What Else Should I Consider When Thinking About An HSA?

  • One of the only tools we can get a deduction going in and we can withdrawal tax free. Even if you are healthy and do not think you’ll use the funds, some day you will. Take advantage of this great opportunity in the tax code!
  • Many people look at an HSA as a savings vehicle because there is no tax on the interest or gains earned within it and you know at some point you’ll need funds for medical expenses.

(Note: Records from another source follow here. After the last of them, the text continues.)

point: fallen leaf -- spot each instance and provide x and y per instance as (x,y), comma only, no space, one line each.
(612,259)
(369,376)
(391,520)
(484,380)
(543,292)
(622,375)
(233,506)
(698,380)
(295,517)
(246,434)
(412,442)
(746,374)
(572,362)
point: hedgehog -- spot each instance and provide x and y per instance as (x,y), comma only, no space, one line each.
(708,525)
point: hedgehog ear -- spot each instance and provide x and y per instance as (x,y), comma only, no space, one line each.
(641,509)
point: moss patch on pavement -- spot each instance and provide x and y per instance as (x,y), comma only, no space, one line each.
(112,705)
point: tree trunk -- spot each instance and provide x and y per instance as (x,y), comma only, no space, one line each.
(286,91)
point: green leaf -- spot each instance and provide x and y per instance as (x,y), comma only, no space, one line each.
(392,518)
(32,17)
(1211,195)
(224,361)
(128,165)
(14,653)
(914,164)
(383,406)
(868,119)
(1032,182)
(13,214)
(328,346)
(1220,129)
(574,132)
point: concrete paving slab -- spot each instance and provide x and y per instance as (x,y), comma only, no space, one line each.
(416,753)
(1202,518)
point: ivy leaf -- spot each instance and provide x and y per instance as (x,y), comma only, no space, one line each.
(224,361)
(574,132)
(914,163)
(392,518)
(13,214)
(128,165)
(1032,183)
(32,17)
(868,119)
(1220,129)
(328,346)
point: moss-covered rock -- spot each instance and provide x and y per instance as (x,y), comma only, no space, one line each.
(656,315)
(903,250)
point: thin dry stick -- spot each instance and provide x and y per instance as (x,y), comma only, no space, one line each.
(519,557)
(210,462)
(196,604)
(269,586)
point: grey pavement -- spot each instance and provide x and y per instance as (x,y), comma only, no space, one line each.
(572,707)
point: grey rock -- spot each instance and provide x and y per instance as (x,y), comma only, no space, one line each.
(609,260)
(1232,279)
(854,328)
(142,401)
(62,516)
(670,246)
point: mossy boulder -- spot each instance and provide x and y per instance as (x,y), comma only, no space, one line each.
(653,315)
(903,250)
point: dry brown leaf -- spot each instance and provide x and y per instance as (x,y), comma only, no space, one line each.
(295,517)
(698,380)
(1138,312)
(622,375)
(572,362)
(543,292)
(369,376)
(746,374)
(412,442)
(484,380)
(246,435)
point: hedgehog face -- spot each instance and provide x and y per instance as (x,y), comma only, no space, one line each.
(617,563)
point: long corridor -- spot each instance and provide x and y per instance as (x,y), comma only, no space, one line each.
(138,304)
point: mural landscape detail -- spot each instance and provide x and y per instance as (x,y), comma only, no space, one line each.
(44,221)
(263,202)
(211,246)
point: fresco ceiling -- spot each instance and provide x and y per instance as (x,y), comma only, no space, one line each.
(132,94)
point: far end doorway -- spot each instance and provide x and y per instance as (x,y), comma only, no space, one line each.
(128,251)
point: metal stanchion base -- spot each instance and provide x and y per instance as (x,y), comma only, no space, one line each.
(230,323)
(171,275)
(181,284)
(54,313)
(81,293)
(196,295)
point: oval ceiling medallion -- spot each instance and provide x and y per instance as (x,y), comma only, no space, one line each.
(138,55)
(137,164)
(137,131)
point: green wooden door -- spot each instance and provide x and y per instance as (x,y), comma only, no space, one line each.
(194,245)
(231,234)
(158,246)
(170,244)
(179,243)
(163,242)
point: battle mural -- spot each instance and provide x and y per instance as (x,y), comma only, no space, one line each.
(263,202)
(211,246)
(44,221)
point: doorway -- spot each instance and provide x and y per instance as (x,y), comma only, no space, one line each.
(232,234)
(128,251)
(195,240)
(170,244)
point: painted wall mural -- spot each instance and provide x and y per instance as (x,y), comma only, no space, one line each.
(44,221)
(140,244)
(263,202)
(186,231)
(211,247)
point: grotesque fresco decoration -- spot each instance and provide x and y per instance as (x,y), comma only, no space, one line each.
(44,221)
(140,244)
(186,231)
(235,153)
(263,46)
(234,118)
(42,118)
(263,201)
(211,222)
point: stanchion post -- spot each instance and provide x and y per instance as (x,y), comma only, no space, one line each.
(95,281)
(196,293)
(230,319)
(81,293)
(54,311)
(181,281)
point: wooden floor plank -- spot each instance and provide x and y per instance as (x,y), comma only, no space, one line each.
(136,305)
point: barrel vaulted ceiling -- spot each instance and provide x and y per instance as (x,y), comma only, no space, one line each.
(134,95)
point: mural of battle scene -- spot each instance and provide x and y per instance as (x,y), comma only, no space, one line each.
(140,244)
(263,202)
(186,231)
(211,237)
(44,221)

  • There are a lot of things that would qualify as an allowed medical cost including: prescription meds, co-pays, over the counter meds, first aid supplies, home health care items and so much more.
    • If you really want to get an idea of what may qualify, check out the HSA Store which has over 4,000+ HSA eligible products. Use that link above and get $20 off your first order of $200+!
    • Here is another HSA eligibility list.
  • If you withdrawal money from an HSA for non medical expenses you’ll face a 20% penalty plus taxes so we would not recommend this but know that it is an available option.
    • Note: If over age 59 and a half there is the possibility to withdrawn for non medical expenses and simply pay taxes on it, avoiding the penalty.